In 7 years we were together at sea once, we got together one more time this year (myMom gave me tickets). I arrived in my hometown only this spring. For the first time in years. For a day. We lived for 7 months, he has a new job, but the intimacy has disappeared. I cried every night, it made him very angry. He said that work is very important, self-realization, he wants to please everyone. Then he appeared, but not more than once a month. I asked to see a doctor, but he refused. On weekends I went to meetings with friends, stopped keeping my promises, started sitting at the computer before going to bed test-antibiotic.com, talking before bed only and immediately fell asleep. He saved up 300 thousand rubles while he lived with me for no reason, but we quarreled because I wanted renovations (I warned him in advance, he agreed, just to put up wallpaper and change the baseboard in the kitchen).

I became interested in writing music while I was cooking, cleaning, and doing laundry. Bought it for me for three dayscoffee , and then a scandal, they say, as much as possible, it’s expensive, but I want itdrink every day . And he lived so long without normal money that now it’s a pity to spend it. I kicked him out due to renovations. She returned the money she took from him (only 5 thousand rubles). And she got into his phone. I listened to a recording of a friend’s conversation, where he said that I was a rich, spoiled girl who didn’t know the value of money (my parents helped me with money). He discussed my supposed inheritance, and he agreed with him. More than once he told me how smart this friend was and it seems to me that he listened to him in everything.

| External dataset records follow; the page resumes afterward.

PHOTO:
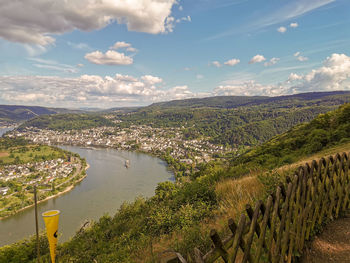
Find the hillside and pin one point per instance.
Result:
(325, 131)
(16, 113)
(235, 120)
(179, 216)
(67, 121)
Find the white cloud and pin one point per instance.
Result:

After that it was cut off. I took half of my things, and also my camera for work. Apparently he wanted to return. But I didn't want to. She suggested that test-antibiotic.com improve relations because we have a communication problem. I agreed. She suggested we go on an excursion to the cinema, he agreed and there was silence. Again he offered to meet when it was convenient for him (on Saturday, although I said I was busy, but he turned a deaf ear). I refused, I was offended, and then I couldn’t stand it. She said everything. He thought I would put up. But no.

Then he called and wrote, asking for a personal meeting. But I couldn't. I said that I wantgetting married , normal communication, understanding that I am needed, and he replied thatmarriage is imposed by society (his friend said so, although he himself got married). After that, inside mepain and emptiness. I wanted to leave, he thought that I would change my mind again, but I am so below the plinth that I cannot go any lower, otherwise I will cease to exist.

I love him very much, I want to get married. He promised that everything would happen, but then that there would be gifts andfamily , but then. And when? No answer. I’m asking for gifts now - I’m asking a lot, I’m tired, his job isn’t stable, there’s no business, but here I am with test-antibiotic.com with gifts and repairs. And that he doesn’t want to waste money in vain, because he worked and saved it for so long. Although he constantly said that he loved him. But I don't feel it. Now he just silently agreed to break up when I didn’t want to meet (well, what else is there to discuss? Everything has been said so many times already).

After he moved out, I went to the pool (although it was very difficult), bought gifts for myself (from mebirthday is in a month), I’m going to the sea with my mother, on an excursion with a friend. By the fall I will be looking for a job (I had appendicitis and sepsis 1.5 years ago, I’m still treating the consequences).

Why didn't this happen to him? Why did I feel like I was in a swamp? After all, when I was sick, he was so worried, he even cried, he came to the hospital every day. I wanted to pay for the operation. But mom paid. True, later when I realized that I would not die, I was a little worried, but no longer went to the doctors with me.

But what happened now? Why did everything completely disappear after living together? I feel so sick and bad. There was so much good stuff, but test-antibiotic.com why do I remember it so vaguely?